So, after seeing the
GeneralReLU today, I had a brilliant idea that I’m sure many other people had before me.
If we have this leak hyper-parameter, why don’t we make it part of the training and let the optimizer find the proper value?
def __init__(self, leak=0., sub=0., maxv=None):
self.leak = nn.Parameter(torch.tensor(leak))
self.sub = sub
self.maxv = maxv
def forward(self, x):
# x = F.leaky_relu(x,self.leak) if self.leak is not None else F.relu(x)
x = torch.max(x * self.leak, x)
if self.maxv is not None: x.clamp_max_(self.maxv)
And it indeed does work and finds some values for leak:
for m in model.modules():
if isinstance(m, PGeneralRelu): print(m.leak.item())

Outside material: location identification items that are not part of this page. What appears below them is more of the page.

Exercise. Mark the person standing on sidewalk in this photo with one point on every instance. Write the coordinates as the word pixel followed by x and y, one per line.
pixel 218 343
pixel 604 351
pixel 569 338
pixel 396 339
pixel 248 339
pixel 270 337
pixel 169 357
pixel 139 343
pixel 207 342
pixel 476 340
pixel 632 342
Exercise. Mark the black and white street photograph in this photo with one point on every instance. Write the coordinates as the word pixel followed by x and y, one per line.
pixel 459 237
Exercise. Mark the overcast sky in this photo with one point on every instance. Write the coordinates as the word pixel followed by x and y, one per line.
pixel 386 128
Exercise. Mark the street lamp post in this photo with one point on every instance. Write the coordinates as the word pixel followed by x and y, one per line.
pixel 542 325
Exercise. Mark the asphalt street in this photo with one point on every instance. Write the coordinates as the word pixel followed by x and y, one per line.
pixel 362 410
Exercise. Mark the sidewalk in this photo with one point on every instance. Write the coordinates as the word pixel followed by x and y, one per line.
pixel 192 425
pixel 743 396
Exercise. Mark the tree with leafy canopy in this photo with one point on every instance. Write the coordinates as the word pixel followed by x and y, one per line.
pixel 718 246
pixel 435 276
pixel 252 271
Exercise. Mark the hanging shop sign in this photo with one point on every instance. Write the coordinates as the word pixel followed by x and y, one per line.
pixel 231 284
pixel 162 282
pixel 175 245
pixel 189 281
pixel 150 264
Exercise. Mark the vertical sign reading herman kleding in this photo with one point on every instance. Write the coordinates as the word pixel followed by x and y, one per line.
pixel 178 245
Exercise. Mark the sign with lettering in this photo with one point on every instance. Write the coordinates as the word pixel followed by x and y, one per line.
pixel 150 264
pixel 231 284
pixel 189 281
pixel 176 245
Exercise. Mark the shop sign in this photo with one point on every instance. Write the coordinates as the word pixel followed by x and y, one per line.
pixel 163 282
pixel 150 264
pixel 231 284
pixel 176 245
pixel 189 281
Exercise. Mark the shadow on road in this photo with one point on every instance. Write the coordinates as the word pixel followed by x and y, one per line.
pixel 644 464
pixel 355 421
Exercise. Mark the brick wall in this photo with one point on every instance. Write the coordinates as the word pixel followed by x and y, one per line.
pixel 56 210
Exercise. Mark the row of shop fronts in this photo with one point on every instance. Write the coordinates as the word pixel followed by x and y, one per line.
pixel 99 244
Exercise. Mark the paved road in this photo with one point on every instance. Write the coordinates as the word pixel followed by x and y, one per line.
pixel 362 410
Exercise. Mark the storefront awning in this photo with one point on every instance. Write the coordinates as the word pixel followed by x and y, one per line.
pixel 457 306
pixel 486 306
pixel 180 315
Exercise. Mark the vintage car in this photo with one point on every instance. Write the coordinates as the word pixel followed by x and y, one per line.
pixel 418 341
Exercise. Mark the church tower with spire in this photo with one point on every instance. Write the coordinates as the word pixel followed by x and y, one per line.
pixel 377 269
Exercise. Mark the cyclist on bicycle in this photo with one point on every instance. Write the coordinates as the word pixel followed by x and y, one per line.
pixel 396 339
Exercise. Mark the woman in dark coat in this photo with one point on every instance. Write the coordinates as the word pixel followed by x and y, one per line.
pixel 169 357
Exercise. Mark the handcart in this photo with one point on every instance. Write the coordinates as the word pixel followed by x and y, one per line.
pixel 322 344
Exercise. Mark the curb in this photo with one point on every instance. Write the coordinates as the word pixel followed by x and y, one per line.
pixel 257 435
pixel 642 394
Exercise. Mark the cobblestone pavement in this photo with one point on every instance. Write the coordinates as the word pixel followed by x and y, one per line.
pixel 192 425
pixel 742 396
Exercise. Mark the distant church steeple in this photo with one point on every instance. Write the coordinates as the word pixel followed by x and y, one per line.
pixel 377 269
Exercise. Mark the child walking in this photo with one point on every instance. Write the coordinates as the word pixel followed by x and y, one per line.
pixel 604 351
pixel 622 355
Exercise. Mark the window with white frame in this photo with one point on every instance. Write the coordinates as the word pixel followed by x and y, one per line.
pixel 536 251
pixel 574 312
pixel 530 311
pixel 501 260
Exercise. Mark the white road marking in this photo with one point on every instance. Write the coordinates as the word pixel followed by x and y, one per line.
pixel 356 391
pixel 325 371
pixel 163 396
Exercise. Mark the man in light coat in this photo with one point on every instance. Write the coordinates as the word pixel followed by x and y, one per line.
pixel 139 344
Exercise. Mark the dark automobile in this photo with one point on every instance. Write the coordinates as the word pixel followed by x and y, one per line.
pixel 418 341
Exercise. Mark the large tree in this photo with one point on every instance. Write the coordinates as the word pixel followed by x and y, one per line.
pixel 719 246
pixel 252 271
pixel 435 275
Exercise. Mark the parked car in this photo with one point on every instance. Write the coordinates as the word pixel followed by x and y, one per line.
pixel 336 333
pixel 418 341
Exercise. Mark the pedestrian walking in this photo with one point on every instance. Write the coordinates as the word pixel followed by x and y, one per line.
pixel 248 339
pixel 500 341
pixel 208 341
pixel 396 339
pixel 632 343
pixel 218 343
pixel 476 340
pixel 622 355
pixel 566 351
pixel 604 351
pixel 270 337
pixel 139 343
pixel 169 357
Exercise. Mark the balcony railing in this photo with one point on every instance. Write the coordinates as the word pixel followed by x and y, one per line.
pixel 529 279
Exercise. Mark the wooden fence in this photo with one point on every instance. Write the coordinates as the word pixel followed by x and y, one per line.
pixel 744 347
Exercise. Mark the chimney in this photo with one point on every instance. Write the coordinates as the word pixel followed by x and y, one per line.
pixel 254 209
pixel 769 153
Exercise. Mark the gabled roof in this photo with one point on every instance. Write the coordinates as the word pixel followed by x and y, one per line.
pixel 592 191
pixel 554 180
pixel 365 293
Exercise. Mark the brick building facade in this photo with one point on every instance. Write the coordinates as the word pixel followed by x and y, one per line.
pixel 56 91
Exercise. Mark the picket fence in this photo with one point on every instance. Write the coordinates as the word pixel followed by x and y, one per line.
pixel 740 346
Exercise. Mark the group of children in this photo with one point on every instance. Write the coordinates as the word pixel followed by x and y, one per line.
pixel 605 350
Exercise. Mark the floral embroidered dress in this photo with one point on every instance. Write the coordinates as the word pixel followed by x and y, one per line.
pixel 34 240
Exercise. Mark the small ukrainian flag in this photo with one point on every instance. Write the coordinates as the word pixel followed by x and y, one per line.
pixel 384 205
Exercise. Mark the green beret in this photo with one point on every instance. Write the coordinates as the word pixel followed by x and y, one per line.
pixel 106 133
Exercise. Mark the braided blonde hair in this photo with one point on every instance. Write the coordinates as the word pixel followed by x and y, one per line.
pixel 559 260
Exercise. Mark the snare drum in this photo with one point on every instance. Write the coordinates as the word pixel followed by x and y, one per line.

What’s interesting, for the last 2 layers, the leak is actually negative, so the function looks like this:
But of course, the reason we never hear about this idea is that it does not seem to work. The results are close to the normal
GeneralReLU(0.1, 0.4), but never quite reach it.
I’ve tried a variant with learnable
sub too, but it’s very unstable if the layer before the non-linearity has a bias term, as the sub and the bias end up fighting and growing opposite ways until numeric instability kicks in.
Any idea why it does not seem to improve the results, and also, why the last 2 layers learn a non-monotonic activation?